Further, secondary electrodeposition is carried out using nickel or an alloy of nickel and cobalt, and as shown in FIG. 1 (e), on the surface of the peeling layer of the primary electrodeposition layer 9, hair introduction holes 13 of the mesh-like outer blade 12 are formed. The secondary electrodeposition layer 11 to be the continuous ribs 14 between the layers 13 is formed. After this electrodeposition, the electroformed mold 2 is pulled up from the electrodeposition tank, and the secondary electrodeposition layer 11 is peeled off from the primary electrodeposition layer 9. As shown in FIG. Continuous rib 1 between the formed hair introducing holes 13
A dome-shaped mesh outer cutter 12 having 4 and 4 is obtained.

As the ultraviolet curable resin 8 of the electric insulating film 4, a curable resin generally used for printing is used.
Unsaturated polyester resin or thiol olefin resin can be used . In addition, as the transfer master 6
In addition to the one in which the concave portion 7 is formed,
Things can be used as well, drawn directly on this surface
Is transferred to the surface of a can or a pot that cannot be drawn directly.
It is also effective.

[Brief description of drawings]

FIG. 1 is a sectional view sequentially showing a manufacturing process of a dome-shaped mesh outer blade.
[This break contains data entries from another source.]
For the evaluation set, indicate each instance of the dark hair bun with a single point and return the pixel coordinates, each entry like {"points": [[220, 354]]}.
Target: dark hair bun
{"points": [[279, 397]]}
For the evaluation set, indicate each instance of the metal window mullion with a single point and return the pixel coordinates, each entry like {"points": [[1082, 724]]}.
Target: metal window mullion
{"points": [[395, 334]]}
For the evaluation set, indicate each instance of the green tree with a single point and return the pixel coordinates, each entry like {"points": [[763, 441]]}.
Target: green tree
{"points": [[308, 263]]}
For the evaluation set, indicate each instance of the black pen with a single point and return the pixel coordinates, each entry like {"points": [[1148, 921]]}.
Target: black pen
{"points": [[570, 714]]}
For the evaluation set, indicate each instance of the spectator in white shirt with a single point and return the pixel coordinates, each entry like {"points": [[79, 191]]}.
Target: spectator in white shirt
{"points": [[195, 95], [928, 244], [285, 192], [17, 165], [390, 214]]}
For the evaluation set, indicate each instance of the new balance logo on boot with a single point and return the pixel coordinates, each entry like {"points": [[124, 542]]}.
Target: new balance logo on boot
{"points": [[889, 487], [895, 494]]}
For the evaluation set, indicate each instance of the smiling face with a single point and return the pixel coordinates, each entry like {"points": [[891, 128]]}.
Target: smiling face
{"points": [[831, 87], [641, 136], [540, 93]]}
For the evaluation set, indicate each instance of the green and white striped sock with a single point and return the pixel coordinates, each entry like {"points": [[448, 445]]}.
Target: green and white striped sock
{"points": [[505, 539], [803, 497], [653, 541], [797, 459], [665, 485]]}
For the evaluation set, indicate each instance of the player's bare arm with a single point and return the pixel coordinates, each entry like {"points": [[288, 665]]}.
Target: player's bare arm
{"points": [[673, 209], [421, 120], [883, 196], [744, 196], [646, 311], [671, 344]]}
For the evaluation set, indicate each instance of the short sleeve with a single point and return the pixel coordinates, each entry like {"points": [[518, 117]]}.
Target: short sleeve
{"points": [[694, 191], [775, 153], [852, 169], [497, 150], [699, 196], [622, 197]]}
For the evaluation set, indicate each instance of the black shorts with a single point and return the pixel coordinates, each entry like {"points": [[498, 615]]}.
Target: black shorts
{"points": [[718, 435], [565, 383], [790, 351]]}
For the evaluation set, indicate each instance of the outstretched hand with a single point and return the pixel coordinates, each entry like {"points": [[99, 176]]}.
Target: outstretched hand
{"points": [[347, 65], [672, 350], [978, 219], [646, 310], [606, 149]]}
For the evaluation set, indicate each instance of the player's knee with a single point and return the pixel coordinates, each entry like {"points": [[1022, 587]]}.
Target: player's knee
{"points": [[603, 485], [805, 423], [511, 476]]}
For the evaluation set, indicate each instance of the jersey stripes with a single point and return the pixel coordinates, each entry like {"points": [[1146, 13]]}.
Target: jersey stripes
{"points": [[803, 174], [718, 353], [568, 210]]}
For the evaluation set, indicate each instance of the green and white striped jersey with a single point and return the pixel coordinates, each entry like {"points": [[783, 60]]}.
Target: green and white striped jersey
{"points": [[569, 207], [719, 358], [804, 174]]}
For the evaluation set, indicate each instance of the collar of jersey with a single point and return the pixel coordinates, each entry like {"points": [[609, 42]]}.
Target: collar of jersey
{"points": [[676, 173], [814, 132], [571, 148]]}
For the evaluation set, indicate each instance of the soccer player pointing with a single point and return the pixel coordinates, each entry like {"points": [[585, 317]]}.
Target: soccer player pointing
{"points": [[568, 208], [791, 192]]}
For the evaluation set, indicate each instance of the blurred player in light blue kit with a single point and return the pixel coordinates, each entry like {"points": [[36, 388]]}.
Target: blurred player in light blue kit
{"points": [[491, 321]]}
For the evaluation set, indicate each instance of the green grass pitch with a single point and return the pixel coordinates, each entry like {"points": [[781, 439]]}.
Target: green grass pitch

FIG. 2 is a cross-sectional view of a general dome-shaped mesh outer blade in an electric shaver.

FIG. 3 is a cross-sectional view of a transfer original version.

[4] The divorced pad is a cross-sectional view of a state pressed against the UV-curable resin.

5 is a cross-sectional view of a state where an ultraviolet curable resin was picked up divorced pad.

[EXPLANATION OF SYMBOLS] 2 electroforming mother die (transfer member) 5 divorced pad 6 transfer precursor 8 ultraviolet ray hardening resin

[Procedure Amendment 2]

[Document name to be corrected] Drawing

[Name of item to be corrected] Figure 6

[Correction method] Delete

Claims (1)

[Claims] 1. An ultraviolet ray or an electron beam curable resin 8 in an uncured state is brought into contact with the pad surface of the transfer printing silicon pad 5, and the curable resin 8 is irradiated from the contact surface side of the silicon pad 5 with ultraviolet rays. Alternatively, a step of irradiating with an electron beam to semi-cure, a step of transferring the curable resin 8 to the surface of the transfer target with the silicon pad 5, and a step of irradiating ultraviolet rays or an electron beam after the transfer to completely cure the curable resin 8 A method for forming a resin coating film, which comprises a step of curing.